A tour bus (traveling to - not through - Sandusky, to be sure) had arrived around 8 a.m. The group insisted that their forty-some members sit in the front section: the area farthest away from smoking - and closest to our country store. And, on that day, the front section was the area whose servers included Dawn (the career waitress who aimed higher and higher to live up to satisfy our guests), and Jeremy, who had just completed training in my hire group. Jeremy was my age, but needed more than just a few thousand dollars for tuition - he had medical bills to pay from a recent motorcycle injury, and even more debt to pay back for that same wrecked bike. Jeremy wasn't prepared to handle eight tables at once, or for whole breakfast platters that would be sent back because of French toast that was too crunchy, and eggs too runny (over-easy eggs made at home translate into over-medium in a chain restaurant). With all of his tables "live" and several orders neglected because he hadn't inputted them into the computer system, Jeremy immediately became frustrated, threw down his nametag and his swipe card near the serving station, hopped on his newly-bought motorcycle, and drove off into the freedom he had wanted all along. I could almost hear him accelerating down Route 250, speeding past the mall and all of the competing restaurants, all blurring to his left and to his right.

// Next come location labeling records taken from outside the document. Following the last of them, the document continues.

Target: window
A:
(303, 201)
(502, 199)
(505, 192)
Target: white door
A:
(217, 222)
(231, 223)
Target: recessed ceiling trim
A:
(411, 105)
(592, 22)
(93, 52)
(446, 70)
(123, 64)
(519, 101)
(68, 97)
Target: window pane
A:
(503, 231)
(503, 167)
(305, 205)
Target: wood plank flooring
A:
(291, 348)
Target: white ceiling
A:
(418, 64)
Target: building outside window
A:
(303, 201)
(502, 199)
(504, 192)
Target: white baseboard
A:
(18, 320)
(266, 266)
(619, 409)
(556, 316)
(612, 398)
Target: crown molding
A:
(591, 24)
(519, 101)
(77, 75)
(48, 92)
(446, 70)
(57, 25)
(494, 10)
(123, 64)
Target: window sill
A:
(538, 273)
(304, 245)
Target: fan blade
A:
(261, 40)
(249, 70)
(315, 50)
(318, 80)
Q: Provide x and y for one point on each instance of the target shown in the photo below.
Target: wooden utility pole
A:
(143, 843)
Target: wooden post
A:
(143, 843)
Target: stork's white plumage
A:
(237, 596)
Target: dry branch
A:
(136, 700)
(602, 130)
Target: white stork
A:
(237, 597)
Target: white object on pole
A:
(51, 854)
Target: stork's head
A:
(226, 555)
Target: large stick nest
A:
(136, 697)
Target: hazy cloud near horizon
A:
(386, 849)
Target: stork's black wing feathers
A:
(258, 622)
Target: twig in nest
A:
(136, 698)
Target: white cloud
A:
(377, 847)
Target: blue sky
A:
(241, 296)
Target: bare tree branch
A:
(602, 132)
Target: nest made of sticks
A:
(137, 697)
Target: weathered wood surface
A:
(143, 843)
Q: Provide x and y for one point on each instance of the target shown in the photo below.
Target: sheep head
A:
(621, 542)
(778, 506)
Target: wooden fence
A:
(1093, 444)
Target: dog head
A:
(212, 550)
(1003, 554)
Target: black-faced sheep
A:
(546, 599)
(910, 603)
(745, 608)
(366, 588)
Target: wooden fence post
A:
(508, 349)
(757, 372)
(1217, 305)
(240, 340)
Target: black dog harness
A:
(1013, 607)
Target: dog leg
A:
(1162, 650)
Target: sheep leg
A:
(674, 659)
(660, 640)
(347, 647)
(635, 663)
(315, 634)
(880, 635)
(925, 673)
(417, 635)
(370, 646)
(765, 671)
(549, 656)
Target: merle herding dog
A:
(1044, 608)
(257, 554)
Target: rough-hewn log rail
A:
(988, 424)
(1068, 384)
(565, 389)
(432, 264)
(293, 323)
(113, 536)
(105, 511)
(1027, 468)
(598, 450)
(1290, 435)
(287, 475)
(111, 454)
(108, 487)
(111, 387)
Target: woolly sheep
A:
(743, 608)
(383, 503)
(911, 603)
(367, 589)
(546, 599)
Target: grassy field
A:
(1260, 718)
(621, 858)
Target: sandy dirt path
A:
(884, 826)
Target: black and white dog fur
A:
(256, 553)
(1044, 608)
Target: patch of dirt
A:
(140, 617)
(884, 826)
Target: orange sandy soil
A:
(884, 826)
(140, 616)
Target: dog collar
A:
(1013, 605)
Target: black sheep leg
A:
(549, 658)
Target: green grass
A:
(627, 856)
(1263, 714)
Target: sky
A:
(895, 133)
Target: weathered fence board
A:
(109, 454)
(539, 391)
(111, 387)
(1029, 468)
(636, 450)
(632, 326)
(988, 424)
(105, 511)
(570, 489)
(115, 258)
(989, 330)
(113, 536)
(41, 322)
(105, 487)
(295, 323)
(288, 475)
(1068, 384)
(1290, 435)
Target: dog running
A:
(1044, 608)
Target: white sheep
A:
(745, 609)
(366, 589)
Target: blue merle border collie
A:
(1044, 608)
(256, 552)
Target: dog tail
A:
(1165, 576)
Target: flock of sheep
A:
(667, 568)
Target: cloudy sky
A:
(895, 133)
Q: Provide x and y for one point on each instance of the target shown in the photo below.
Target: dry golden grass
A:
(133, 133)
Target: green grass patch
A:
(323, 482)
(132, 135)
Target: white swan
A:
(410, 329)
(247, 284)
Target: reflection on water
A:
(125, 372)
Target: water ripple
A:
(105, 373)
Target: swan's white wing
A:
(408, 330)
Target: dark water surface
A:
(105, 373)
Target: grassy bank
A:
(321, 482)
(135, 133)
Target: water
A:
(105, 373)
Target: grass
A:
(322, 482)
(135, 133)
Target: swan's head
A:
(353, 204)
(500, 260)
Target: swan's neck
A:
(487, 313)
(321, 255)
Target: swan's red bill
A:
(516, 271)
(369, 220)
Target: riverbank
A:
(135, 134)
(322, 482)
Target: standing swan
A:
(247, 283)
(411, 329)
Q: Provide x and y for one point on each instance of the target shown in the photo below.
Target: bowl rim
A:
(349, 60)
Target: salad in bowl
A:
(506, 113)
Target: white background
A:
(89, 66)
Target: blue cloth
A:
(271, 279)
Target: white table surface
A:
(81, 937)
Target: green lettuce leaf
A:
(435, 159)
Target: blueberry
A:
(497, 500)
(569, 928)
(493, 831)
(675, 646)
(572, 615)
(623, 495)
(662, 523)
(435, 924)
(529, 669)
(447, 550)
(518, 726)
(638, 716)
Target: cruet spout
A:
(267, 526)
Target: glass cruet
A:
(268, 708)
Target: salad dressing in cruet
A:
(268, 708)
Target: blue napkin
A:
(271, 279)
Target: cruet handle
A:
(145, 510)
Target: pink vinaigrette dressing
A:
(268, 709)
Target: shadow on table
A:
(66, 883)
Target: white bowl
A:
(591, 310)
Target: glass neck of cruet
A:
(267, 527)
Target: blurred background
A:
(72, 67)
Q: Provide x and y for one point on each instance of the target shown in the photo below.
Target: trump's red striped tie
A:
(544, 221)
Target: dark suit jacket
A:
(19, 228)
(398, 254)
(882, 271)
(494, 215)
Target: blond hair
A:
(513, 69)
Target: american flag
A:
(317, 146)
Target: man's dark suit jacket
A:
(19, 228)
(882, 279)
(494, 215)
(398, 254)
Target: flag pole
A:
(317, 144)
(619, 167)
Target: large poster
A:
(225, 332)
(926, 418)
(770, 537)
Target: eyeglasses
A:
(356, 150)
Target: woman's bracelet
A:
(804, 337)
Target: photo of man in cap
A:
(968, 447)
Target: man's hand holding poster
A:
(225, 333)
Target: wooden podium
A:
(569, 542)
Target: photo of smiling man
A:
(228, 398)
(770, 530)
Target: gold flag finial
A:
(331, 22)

I had never seen anything quite like his reaction to the busyness and high stress of serving those who rode in that tour bus, who would continue on their day; maybe frustrated with that hour or so, but guests who hadn't been able to hear that this Jeremy - this 20 year-old whose hands and feet couldn't keep up that day - was really trying to succeed there, even if it wasn't his "thing." Those two and three-dollar tips would repay debt, and cover apartment rent away from parents - a sprint away from worry and from pain.

I jumped in early that morning, taking Jeremy's tables and assuring Dawn that she had done well, even if half of the section's tickets had been voided because of complaints.

I jumped in, for another day; another day of serving breakfast even until 2 p.m., of out-of-town guests and of regulars; of "six-tops" and of aiming to please each and every guest, regardless of circumstance or preference. Jeremy hadn't missed the "mark," but he hadn't expected that this would be so much different than anything he had done before, like repairing and selling cars at a local dealership.

Time and time again, I too was as unassuming as Jeremy, blinded by the summer sun coming through slightly-opened curtains and through this 8 to 5 journey of my own.